I was honored to be invited to Temple Emanu-El-Beth Sholom in Montreal as a student rabbi-in-residence in the spring of 2013. I had recently returned from a 1o-day rabbinical student delegation to El Salvador with the American Jewish World Service, and I was eager to share my experience with this community. This sermon gave me the opportunity to help put the lessons I learned in El Salvador into a Jewish communal context.
Going a Long Way: A Jewish Response to Global Poverty
January, 2013. Ciudad Romero, El Salvador. 35 degrees C.
The bright morning sun warms the soft, brown earth. I pick up the piocha, the pick-axe, and test the balance, the weight. Lift, aim, swing. Lift, aim, swing. Repeat for two hours, remembering to stop regularly for water breaks.
In the afternoon, coconut milk sipped from the fruit cut down right off the tree. Lots of nutrients in there to give strength for the rest of the day.
At dinner time, bean-filled pupusas and fresh-squeezed watermelon juice to restore strength after a long day.
And under the clear, starry sky, my colleagues and I learn about life in Ciudad Romero from the women and men who have made a new life for themselves after a tragic civil war.
I remember clearly Naomi Marques, the nun who runs a self-sufficient Catholic community center.
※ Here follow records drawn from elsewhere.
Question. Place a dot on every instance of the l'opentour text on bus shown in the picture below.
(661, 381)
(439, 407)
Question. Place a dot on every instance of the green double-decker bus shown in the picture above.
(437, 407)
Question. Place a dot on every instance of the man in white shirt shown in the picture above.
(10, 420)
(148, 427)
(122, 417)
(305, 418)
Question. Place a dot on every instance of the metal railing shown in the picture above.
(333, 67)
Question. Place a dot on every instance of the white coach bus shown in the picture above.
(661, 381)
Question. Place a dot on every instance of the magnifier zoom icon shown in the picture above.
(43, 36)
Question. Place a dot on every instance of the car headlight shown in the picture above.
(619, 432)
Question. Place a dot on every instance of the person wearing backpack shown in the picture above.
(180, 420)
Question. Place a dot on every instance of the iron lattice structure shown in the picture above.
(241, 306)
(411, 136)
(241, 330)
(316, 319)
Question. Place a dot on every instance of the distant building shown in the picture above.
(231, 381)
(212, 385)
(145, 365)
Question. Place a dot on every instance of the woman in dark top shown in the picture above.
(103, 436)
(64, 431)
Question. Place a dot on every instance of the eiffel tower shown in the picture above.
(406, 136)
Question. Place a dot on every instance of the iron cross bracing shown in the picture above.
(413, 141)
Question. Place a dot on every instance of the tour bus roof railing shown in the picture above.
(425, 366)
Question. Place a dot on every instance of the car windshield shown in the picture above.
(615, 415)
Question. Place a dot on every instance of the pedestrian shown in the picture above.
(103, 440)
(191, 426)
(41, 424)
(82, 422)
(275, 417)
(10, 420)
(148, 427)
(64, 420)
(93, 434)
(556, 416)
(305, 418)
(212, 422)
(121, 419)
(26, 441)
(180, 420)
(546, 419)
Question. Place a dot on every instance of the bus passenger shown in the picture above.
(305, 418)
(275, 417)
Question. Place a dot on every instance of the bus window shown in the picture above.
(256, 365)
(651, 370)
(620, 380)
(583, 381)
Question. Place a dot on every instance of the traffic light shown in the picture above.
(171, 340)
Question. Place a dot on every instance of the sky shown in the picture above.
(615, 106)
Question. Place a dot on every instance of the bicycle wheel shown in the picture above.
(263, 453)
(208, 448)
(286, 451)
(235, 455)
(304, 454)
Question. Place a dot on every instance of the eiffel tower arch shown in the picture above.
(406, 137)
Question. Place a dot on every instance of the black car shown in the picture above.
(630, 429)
She and her small team organize community meetings and plan local projects with their neighbors. Her faith compels her to work tirelessly for the wellbeing of others, and her job training, advocacy, and morale efforts have transformed Ciudad Romero for eighteen years.
Naomi and the other nuns also run a guest house where groups of visitors can lodge for a week or two. Last January, on a trip sponsored by the American Jewish World Service, I had the privilege of staying with them, of hearing their stories and sharing my own. Along with seventeen other rabbinical and Jewish education students, I came to El Salvador in order to try to articulate a Jewish response to global poverty. I left with a prayer for courage and compassion.
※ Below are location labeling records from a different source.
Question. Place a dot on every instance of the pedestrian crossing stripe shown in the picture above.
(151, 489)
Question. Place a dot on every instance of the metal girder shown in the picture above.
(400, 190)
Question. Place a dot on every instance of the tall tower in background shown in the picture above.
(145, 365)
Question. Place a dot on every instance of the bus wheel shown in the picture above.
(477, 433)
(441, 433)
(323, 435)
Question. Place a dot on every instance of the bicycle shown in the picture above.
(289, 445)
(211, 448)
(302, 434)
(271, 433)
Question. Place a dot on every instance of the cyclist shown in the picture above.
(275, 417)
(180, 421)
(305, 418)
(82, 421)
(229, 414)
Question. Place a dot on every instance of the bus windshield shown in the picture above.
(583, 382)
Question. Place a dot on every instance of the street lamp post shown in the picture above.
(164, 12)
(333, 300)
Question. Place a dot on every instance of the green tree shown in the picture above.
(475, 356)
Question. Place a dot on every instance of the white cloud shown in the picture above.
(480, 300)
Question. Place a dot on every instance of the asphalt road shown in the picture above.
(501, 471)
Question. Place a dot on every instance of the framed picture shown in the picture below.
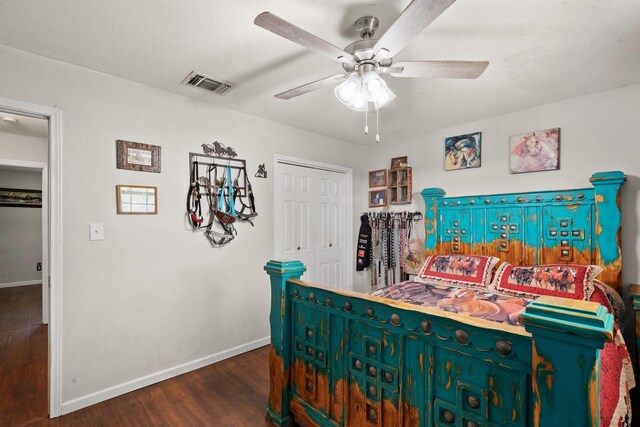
(397, 162)
(462, 151)
(535, 151)
(377, 198)
(13, 197)
(137, 156)
(136, 200)
(378, 178)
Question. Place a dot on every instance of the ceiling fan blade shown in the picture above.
(301, 90)
(411, 22)
(279, 26)
(446, 69)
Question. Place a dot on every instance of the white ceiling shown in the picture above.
(539, 51)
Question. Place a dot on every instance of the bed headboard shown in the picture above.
(579, 226)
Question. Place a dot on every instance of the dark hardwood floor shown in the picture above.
(23, 356)
(230, 393)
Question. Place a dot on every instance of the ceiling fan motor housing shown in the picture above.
(367, 26)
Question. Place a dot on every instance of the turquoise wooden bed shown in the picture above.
(346, 358)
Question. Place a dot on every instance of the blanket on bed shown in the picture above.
(616, 372)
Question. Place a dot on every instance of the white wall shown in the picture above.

God of Mercy, open my heart to your creations.
In 1980, civil war broke out in El Salvador. The assassination of Archbishop Óscar Romero, the nation’s most strident defender of the poor, launched an assault of violence that swept across the country. This is the story of one small town.
Nueva Esparta was located in the hills of El Salvador. A small village of 365 people, Nueva Esparta was defenseless against the Salvadoran army’s policy of Tierra Arrasada, or Scorched Earth. The town was decimated, and its inhabitants sought sanctuary in nearby Panama.
Their temporary haven was safely tucked out of harm’s way. So far out of the way, in fact, that no roads reached their new land. The former residents of Nueva Esparta flew in by helicopter, built their houses with what was at hand, and made a slow and quiet life for themselves far from home.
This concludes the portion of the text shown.